Je voudrais saluer maintenant les jeunes musulmans qui sont avec nous ce soir. Je vous remercie pour votre présence qui est si importante. Vous êtes avec les jeunes chrétiens l’avenir de ce merveilleux pays et de l’ensemble du Moyen-Orient. Cherchez à le construire ensemble ! Et lorsque vous serez adultes, continuez de vivre la concorde dans l’unité avec les chrétiens. Car la beauté du Liban se trouve dans cette belle symbiose. Il faut que l’ensemble du Moyen-Orient, en vous regardant, comprenne que les musulmans et les chrétiens, l’Islam et la Chrétienté, peuvent vivre ensemble sans haine dans le respect des croyances de chacun pour bâtir ensemble une société libre et humaine.

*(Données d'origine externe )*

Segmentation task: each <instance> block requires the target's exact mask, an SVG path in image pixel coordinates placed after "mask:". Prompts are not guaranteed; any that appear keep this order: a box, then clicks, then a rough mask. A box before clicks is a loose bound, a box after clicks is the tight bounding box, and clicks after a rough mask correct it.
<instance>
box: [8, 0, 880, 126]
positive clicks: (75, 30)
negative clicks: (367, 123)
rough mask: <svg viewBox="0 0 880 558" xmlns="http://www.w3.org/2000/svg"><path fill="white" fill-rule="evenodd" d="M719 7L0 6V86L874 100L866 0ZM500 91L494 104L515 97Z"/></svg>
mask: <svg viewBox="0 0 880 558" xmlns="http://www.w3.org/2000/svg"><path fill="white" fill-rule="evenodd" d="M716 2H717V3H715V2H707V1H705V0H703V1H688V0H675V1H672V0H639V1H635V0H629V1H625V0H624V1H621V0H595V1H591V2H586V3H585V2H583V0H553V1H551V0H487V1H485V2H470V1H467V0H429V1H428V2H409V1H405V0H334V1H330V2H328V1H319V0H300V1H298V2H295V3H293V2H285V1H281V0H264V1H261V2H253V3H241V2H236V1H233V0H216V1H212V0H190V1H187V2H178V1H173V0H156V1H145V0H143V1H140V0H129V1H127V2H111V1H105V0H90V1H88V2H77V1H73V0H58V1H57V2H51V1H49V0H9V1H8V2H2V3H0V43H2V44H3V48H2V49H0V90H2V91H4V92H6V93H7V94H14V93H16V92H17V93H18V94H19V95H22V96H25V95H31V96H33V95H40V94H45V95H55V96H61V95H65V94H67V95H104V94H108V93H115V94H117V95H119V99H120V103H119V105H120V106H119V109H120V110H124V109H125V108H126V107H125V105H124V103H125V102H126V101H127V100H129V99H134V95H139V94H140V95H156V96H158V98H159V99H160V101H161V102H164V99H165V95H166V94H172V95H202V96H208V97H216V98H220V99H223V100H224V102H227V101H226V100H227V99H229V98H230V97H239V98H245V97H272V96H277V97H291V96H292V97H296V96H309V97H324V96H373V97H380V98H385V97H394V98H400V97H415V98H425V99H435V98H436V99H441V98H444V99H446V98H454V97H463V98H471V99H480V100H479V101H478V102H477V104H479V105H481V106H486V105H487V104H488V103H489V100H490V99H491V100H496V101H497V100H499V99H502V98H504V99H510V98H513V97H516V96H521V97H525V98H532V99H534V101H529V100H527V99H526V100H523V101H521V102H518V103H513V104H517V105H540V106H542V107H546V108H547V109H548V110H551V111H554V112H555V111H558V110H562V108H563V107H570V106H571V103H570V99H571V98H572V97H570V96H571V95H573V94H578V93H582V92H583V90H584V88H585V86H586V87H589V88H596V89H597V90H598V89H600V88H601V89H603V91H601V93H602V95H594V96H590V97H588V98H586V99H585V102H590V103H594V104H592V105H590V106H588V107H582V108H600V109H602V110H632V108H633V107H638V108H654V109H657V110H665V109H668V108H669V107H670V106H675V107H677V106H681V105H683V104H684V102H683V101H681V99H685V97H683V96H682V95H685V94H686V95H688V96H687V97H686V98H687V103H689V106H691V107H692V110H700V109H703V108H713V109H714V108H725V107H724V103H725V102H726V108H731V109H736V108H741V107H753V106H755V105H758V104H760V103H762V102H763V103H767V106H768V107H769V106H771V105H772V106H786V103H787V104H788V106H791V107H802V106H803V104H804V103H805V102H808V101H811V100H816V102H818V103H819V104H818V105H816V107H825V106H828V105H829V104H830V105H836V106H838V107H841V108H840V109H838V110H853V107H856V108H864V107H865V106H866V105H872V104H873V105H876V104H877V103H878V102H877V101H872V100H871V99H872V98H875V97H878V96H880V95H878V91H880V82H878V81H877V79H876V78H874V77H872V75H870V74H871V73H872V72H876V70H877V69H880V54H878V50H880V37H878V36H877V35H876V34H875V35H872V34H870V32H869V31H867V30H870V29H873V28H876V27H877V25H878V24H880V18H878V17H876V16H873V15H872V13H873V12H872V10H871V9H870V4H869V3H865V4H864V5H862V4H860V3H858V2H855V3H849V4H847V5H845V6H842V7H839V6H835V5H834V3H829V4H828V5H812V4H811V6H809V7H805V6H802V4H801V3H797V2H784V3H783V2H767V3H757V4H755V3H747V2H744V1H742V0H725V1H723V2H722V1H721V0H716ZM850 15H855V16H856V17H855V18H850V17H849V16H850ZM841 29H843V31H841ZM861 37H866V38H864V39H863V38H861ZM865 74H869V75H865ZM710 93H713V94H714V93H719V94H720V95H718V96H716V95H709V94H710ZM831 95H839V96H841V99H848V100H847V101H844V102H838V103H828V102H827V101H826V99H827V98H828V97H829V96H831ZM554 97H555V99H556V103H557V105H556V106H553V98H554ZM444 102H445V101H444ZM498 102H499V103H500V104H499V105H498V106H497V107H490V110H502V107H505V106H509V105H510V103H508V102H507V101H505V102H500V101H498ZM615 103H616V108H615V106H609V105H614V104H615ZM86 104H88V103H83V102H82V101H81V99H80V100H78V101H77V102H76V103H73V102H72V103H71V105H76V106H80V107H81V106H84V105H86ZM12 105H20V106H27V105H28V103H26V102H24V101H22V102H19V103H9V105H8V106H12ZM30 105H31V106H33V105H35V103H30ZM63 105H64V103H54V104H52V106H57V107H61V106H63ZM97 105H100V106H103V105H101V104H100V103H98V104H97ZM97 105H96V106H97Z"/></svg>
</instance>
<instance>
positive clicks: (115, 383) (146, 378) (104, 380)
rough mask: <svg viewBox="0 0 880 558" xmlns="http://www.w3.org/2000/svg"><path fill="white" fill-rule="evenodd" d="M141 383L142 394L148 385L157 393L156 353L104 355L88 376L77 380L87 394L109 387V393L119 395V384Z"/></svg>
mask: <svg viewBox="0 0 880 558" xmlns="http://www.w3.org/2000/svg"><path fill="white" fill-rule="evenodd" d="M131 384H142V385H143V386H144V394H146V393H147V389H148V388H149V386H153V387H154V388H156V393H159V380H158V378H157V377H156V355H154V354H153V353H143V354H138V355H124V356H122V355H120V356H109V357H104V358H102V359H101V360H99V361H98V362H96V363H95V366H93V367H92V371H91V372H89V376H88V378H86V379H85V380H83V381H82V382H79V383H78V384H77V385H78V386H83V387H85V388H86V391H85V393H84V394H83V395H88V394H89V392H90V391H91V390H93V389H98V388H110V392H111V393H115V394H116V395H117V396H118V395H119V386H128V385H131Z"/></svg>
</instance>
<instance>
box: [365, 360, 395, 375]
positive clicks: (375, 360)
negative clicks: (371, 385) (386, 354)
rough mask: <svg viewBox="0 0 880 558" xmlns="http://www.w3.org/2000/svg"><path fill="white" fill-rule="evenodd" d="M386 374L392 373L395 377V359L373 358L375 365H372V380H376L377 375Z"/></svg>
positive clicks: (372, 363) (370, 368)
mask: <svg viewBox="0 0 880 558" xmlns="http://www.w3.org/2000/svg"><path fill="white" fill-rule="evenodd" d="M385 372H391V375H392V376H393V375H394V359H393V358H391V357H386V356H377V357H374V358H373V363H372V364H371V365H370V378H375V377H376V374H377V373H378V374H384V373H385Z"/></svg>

J’ai appris également qu’il y a parmi nous des jeunes venus de Syrie. Je veux vous dire combien j’admire votre courage. Dites chez vous, à vos familles et à vos amis, que le Pape ne vous oublie pas. Dites autours de vous que le Pape est triste à cause de vos souffrances et de vos deuils. Il n’oublie pas la Syrie dans ses prières et ses préoccupations. Il n’oublie pas les Moyen-orientaux qui souffrent. Il est temps que musulmans et chrétiens s’unissent pour mettre fin à la violence et aux guerres.
En terminant, tournons-nous vers Marie, la Mère du Seigneur, Notre-Dame du Liban. Du haut de la colline de Harissa, elle vous protège et vous accompagne, elle veille comme une mère sur tous les Libanais et sur tant de pèlerins, venant de tous les horizons pour lui confier leurs joies et leurs peines ! Ce soir, confions à la Vierge Marie et au bienheureux Jean-Paul II qui m’a précédé ici, vos vies, celles de tous les jeunes du Liban et des pays de la région, particulièrement ceux qui souffrent de la violence ou de la solitude, ceux qui ont besoin de réconfort. Que Dieu vous bénisse tous ! Et maintenant tous ensemble, nous la prions : السّلامُ عَلَيكِ يا مَرْيَم… [« Je vous salue Marie … »].